CEOs Need To Embrace Diversity In The Workforce Post COVID-19
As our nation grapples with the public health and economic devastation wrought by COVID-19, we are also faced with another hateful enemy: racist hate crimes. Americans who have known no other home and owe no allegiance to any country but their own are being spat on and viciously attacked as they are assumed to be from China and somehow responsible for the spread of the virus. This is currently most prevalent for members of the Asian American community who are being stripped of a sense of belonging, even as they do important front-line work as physicians, pharmacists, nurses, and other essential workers.
And, as the trend of globalization continues, workplace diversity is a major goal for companies. Research shows that companies which embrace a more diverse culture earn 19 percent higher revenue than those that do not. Although many company managers are aware of the importance of diversity, they do not know what exact benefits diversity can bring. Unfortunately, the reality of achieving workplace diversity is challenging.
The “All-American” identity has long been the privilege of Caucasian Americans. Everyone else is a hyphenated American. Americans of color and children of immigrants are often asked “Where are you really from?” This othering of Americans can be devastating to those who have only ever known one home: America. In the face of foreign threats, real or imagined, certain racial and ethnic groups are held accountable, accused of split loyalties, and told to “go back where you came from.”
What can CEO’s do to embrace diversity in the workforce post COVID19?
Now is a good time to examine the root of this problem. Immigration to America has happened in waves, starting in the colonial era. With some exceptions such as the Africans brought here as slaves, and Chinese railroad laborers, the first four waves of immigrants arrived here largely from Europe with one-way tickets – fleeing war, famine, religious persecution, or poverty. They were largely White and Judeo-Christian. While many suffered in ghettos on arrival, over a generation these immigrants were able to “assimilate” into the Great American melting pot — giving up some cultural practices in return for becoming American and enjoying the freedoms and bounty this land has to offer.
Since the Immigration and Naturalization Act passed in 1965, most immigrants have come from Asia and Latin America and are more racially, culturally, and religiously diverse. Thanks to advances in communication and lower costs of travel, they can retain strong cultural ties with their native lands. But even if they willingly gave up their cultural practices to “become American,” they will not be able to escape the “Where are you really from?” question. It is no surprise that these newer groups are only able to feel a sense of belonging among those like them.

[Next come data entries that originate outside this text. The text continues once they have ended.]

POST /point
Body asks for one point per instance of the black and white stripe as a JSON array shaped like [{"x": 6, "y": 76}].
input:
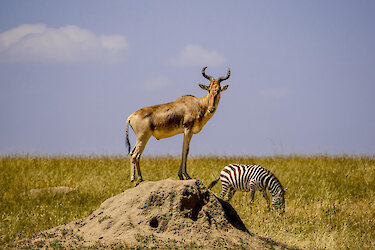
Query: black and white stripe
[{"x": 250, "y": 178}]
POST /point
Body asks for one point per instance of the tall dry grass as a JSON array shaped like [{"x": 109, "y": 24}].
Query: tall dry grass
[{"x": 329, "y": 202}]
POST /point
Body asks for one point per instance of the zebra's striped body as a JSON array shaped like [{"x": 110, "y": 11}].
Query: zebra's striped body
[{"x": 250, "y": 178}]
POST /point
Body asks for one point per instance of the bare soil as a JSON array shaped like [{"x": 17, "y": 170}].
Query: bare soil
[{"x": 167, "y": 214}]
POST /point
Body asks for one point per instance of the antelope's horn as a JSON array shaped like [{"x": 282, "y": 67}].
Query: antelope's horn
[
  {"x": 210, "y": 78},
  {"x": 223, "y": 78}
]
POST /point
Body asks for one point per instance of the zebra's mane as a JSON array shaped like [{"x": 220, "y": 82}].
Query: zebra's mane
[{"x": 279, "y": 187}]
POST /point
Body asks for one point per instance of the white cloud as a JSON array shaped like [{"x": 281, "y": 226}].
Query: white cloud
[
  {"x": 276, "y": 93},
  {"x": 156, "y": 83},
  {"x": 196, "y": 55},
  {"x": 68, "y": 44}
]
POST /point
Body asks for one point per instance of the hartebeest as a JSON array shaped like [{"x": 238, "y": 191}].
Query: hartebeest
[{"x": 187, "y": 114}]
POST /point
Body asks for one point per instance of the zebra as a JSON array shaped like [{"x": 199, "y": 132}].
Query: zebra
[{"x": 251, "y": 178}]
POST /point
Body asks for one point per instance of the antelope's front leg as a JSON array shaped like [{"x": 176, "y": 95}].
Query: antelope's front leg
[{"x": 185, "y": 151}]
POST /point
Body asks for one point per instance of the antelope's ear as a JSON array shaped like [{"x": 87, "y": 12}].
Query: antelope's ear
[
  {"x": 223, "y": 88},
  {"x": 204, "y": 87}
]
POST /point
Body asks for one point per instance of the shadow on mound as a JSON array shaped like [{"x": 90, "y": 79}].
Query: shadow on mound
[{"x": 167, "y": 213}]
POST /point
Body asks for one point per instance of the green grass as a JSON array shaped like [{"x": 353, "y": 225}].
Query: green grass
[{"x": 330, "y": 202}]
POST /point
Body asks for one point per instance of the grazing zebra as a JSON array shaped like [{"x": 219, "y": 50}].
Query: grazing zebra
[{"x": 250, "y": 178}]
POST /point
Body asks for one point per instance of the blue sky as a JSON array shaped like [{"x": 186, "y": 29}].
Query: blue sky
[{"x": 302, "y": 82}]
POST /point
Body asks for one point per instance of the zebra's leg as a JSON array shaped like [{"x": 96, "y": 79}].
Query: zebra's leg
[
  {"x": 232, "y": 191},
  {"x": 252, "y": 193},
  {"x": 224, "y": 191},
  {"x": 267, "y": 198}
]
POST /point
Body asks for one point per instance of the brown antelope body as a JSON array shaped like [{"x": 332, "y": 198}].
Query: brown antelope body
[{"x": 187, "y": 115}]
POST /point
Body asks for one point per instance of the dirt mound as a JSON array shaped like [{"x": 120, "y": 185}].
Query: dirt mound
[{"x": 168, "y": 213}]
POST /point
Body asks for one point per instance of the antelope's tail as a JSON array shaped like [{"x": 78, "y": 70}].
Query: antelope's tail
[
  {"x": 127, "y": 134},
  {"x": 212, "y": 184}
]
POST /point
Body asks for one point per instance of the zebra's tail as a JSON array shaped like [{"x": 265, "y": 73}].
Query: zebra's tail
[
  {"x": 212, "y": 184},
  {"x": 127, "y": 134}
]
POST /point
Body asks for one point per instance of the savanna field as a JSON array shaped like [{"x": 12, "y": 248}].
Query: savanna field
[{"x": 330, "y": 202}]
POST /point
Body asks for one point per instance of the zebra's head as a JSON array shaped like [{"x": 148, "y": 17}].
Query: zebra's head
[{"x": 278, "y": 200}]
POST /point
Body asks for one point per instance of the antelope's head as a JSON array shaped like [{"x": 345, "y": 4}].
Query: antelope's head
[{"x": 214, "y": 89}]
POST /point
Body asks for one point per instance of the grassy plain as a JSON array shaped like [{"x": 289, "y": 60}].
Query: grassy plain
[{"x": 330, "y": 202}]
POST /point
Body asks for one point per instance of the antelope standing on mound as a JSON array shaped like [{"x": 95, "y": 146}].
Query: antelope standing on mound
[{"x": 187, "y": 115}]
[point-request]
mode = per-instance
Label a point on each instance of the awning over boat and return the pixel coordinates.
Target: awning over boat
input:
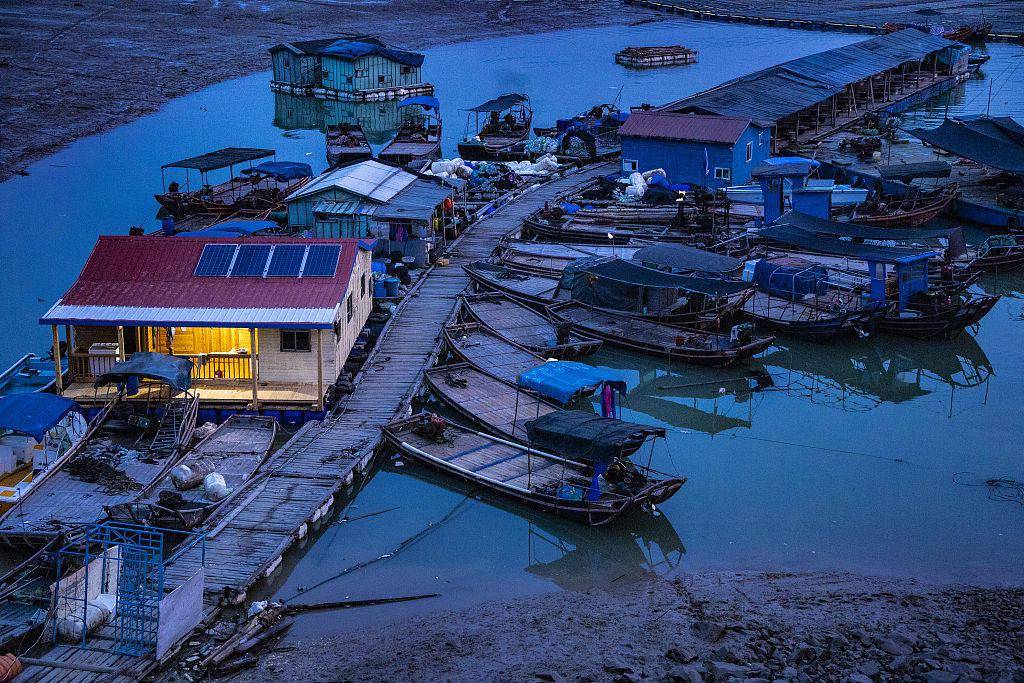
(562, 380)
(34, 414)
(682, 257)
(590, 271)
(147, 365)
(585, 436)
(212, 161)
(794, 237)
(996, 141)
(426, 101)
(908, 172)
(283, 170)
(501, 102)
(837, 228)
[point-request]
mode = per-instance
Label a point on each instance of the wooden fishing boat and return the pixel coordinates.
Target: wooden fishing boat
(937, 314)
(235, 451)
(419, 136)
(496, 406)
(562, 484)
(506, 124)
(904, 211)
(474, 343)
(524, 327)
(346, 143)
(695, 346)
(259, 187)
(30, 373)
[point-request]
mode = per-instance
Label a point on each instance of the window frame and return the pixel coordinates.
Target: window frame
(295, 336)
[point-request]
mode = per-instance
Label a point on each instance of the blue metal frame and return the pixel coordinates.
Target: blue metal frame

The unhappy consequence of this outdated model of integration is playing out in places like the San Francisco Bay Area for example, where large demographic shifts that typically play out over centuries, have happened in fewer than four decades. We have not had time to develop the cultural competency that allows us to celebrate our diversity and draw strength from it. This has resulted in cultural silos: people living in immiscible enclaves as hyphenated Americans with nuanced understanding of their own kind but often a stereotypical understanding of others. In times of relative peace, with plenty of “real” issues like housing and transportation to be addressed, these trends may be dismissed as unimportant.
The COVID-19 crisis, much like 9/11, proves otherwise. It is time for us as Americans to move beyond the band-aid fixes of setting up hotlines to report crimes and starting on-line petitions. We need to acknowledge the time has come for an alternative model of integration; one that stands the test of accelerating diversity and does not require giving up one’s unique cultural identity to become American.
America is no longer a melting pot— it is a mosaic. We must begin the hard work of increasing our cultural competency, not merely “tolerating” people who dress, eat, pray, and express differently. but developing an open-minded curiosity about them. We must embrace the notion that what makes people “real” Americans beyond citizenship is love for our country and the values she stands for.
Cultural competency is not something that can be taught in classrooms. It cannot be gained by sitting through sensitivity training or unconscious-bias seminars. It must develop in communities organically, through repeated agenda-free interactions, between diverse people, and in uplifting settings such as community events, concerts, and festivals.